Serveurs désagrégés : quelles pistes techniques pour améliorer l’efficacité des machines de demain ?
Et si les centres de données fonctionnaient comme un unique super-ordinateur ? Plutôt que d’empiler des serveurs indépendants dans une même armoire, la désagrégation propose de mutualiser les ressources (calcul, stockage, mémoire) pour optimiser leur utilisation. Une approche prometteuse, mais qui soulève des défis techniques majeurs, notamment en matière d’accès aux données et de cohérence des caches. Les projets DiVa et Archi-CESAM explorent des solutions, respectivement côté logiciel et matériel, pour rendre cette vision réaliste.
Des ressources sous-exploitées
Dans les centres de calculs et de données, les serveurs, empilés dans des armoires standardisées (mesurées en “U”, soit 44,45 mm par unité), reproduisent l’architecture d’un ordinateur classique : disques de stockage (SSD/HDD), mémoire vive (RAM), processeurs (CPU) et parfois des accélérateurs spécialisés (cartes graphiques, etc.).
Pourtant, cette réplication systématique est inefficace : les besoins des clients varient. Certains nécessitent beaucoup de RAM (bases de données), d’autres de la puissance de calcul (simulations scientifiques). Résultat : 50 % des machines virtuelles (VMs) n’utilisent que la moitié de leur mémoire allouée, et 25 % de la RAM reste inutilisée quand les ressources CPU sont saturées. (source : https://pages.cs.wisc.edu/~markhill/papers/asplos2023\_pond.pdf )
La désagrégation : une réponse à l’inefficacité
Plutôt que de dupliquer des serveurs identiques, la désagrégation spécialise chaque baie :
• une pour la mémoire vive,
• une autre pour le stockage,
• une troisième pour le calcul.
Les ressources deviennent partagées à l’échelle d’un rack, offrant une flexibilité accrue. Par exemple, une machine virtuelle pourrait accéder à une grande quantité de RAM sans être limitée par la capacité d’un serveur unique.
Les défis techniques
1. L’interconnexion des ressources
La mémoire vive doit être accessible ultra-rapidement pour justifier son existence. Or, dans un système désagrégé, les données transitent entre racks mémoires et racks de calcul.

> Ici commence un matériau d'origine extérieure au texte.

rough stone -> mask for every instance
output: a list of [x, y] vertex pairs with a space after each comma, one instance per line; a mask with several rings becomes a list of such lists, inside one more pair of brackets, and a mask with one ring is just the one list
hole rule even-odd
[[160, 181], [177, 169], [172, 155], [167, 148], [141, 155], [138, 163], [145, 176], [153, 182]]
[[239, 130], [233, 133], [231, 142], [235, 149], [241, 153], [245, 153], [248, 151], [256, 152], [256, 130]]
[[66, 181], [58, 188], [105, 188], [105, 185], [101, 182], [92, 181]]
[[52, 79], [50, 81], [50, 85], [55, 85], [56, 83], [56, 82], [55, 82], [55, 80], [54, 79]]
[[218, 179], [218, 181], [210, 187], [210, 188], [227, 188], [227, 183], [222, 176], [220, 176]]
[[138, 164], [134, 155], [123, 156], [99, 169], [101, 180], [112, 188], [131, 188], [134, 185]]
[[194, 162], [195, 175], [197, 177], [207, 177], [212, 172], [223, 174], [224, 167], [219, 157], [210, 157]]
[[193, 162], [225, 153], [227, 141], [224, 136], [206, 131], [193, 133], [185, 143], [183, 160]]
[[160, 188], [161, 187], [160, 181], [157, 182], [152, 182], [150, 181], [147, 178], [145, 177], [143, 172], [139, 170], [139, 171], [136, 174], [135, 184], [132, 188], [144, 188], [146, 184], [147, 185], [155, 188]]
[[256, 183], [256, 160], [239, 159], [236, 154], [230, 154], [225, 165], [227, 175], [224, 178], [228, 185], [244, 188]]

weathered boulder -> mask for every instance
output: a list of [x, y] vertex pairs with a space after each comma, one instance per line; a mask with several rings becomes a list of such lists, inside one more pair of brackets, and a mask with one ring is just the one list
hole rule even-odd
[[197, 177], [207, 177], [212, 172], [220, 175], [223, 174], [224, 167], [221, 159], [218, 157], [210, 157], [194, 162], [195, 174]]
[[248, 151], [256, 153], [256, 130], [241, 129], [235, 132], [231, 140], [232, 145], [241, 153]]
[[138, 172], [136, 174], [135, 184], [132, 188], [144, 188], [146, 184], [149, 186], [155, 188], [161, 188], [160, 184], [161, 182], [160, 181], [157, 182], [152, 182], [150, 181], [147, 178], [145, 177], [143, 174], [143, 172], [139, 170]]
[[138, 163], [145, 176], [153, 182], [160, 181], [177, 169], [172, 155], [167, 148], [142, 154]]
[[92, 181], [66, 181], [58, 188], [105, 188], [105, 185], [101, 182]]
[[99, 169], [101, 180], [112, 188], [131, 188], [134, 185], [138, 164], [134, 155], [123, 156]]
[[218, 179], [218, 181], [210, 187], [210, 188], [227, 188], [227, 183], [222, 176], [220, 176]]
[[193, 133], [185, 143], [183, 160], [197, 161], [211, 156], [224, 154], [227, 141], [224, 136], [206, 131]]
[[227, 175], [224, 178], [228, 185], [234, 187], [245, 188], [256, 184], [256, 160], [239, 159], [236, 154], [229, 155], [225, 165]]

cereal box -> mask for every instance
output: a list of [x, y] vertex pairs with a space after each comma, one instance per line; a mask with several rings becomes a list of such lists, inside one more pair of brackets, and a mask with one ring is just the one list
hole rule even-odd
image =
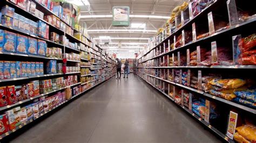
[[10, 65], [10, 72], [11, 73], [11, 78], [16, 78], [16, 62], [11, 61]]
[[16, 61], [16, 76], [17, 77], [22, 77], [22, 62], [20, 61]]
[[31, 76], [31, 63], [30, 62], [26, 62], [26, 76]]
[[3, 52], [15, 53], [17, 34], [7, 31], [4, 31]]
[[15, 86], [7, 86], [7, 102], [9, 105], [15, 103], [17, 102], [16, 95], [15, 93]]
[[21, 121], [24, 123], [28, 120], [28, 117], [26, 116], [26, 108], [24, 107], [21, 109]]
[[25, 31], [25, 17], [22, 15], [19, 15], [18, 28], [21, 31]]
[[40, 64], [40, 75], [44, 75], [44, 63], [42, 62], [41, 62], [39, 63]]
[[33, 81], [30, 82], [30, 83], [33, 83], [33, 91], [34, 91], [34, 96], [37, 96], [39, 95], [40, 93], [40, 88], [39, 88], [39, 81]]
[[14, 9], [5, 5], [2, 8], [1, 12], [2, 15], [8, 16], [10, 17], [13, 17], [14, 15]]
[[28, 120], [30, 120], [33, 118], [33, 109], [31, 105], [26, 106], [26, 116], [28, 117]]
[[12, 23], [12, 27], [15, 29], [18, 29], [19, 27], [19, 15], [16, 13], [14, 13], [14, 21]]
[[11, 62], [4, 61], [4, 78], [11, 78]]
[[40, 102], [38, 103], [38, 113], [41, 113], [44, 111], [44, 106], [43, 102]]
[[37, 41], [37, 54], [45, 56], [46, 53], [47, 44], [46, 41], [38, 40]]
[[8, 105], [6, 87], [0, 87], [0, 107]]
[[29, 97], [32, 97], [35, 96], [34, 94], [34, 84], [32, 82], [28, 83], [28, 91], [29, 93]]
[[0, 52], [3, 51], [3, 47], [4, 46], [4, 31], [0, 29]]
[[31, 76], [36, 76], [36, 62], [31, 62]]
[[6, 114], [0, 115], [0, 123], [1, 123], [0, 135], [8, 132], [8, 117]]
[[36, 75], [40, 75], [40, 62], [36, 62]]
[[38, 103], [34, 103], [32, 104], [32, 109], [33, 110], [33, 116], [36, 117], [38, 116], [39, 110], [38, 110]]
[[28, 53], [28, 37], [18, 34], [17, 35], [16, 53]]
[[26, 77], [28, 76], [26, 73], [26, 62], [22, 62], [22, 77]]
[[2, 16], [2, 24], [3, 25], [11, 27], [12, 26], [12, 24], [14, 23], [14, 18], [7, 16]]
[[4, 78], [4, 61], [0, 61], [0, 79]]
[[50, 60], [46, 65], [46, 73], [48, 74], [57, 73], [57, 61]]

Il faut donc :
• Un protocole de cohérence de cache pour garantir l’intégrité des données partagées.
• Une bande passante élevée pour éviter les goulots d’étranglement.
Le protocole CXL (Compute Express Link) répond en partie à ce besoin, mais son industrialisation nécessite un support logiciel adapté.
2. Adapter les algorithmes existants
Les optimisations logicielles des 30 dernières années supposent une mémoire locale ou proche (contrôlée par un CPU voisin). Avec la désagrégation, la mémoire devient distante et plus abondante, mais moins rapide. Deux projets du PEPR Cloud relèvent ce défi :
• DiVa (Disaggregated Virtualisation) : développe de nouvelles primitives de synchronisation et des adaptations du ramasse-miettes (garbage collector) pour les serveurs désagrégés.
• Archi-CESAM : propose des architectures matérielles innovantes, intégrant des unités de traitement directement dans les modules RAM pour y déporter une partie des calculs.
Vers une industrialisation ?
La désagrégation séduit par son potentiel d’optimisation, mais sa mise en œuvre exige de repenser à la fois le matériel et le logiciel. Les avancées en cours, comme CXL ou les travaux du PEPR Cloud, pourraient bien en faire la norme des centres de données de demain.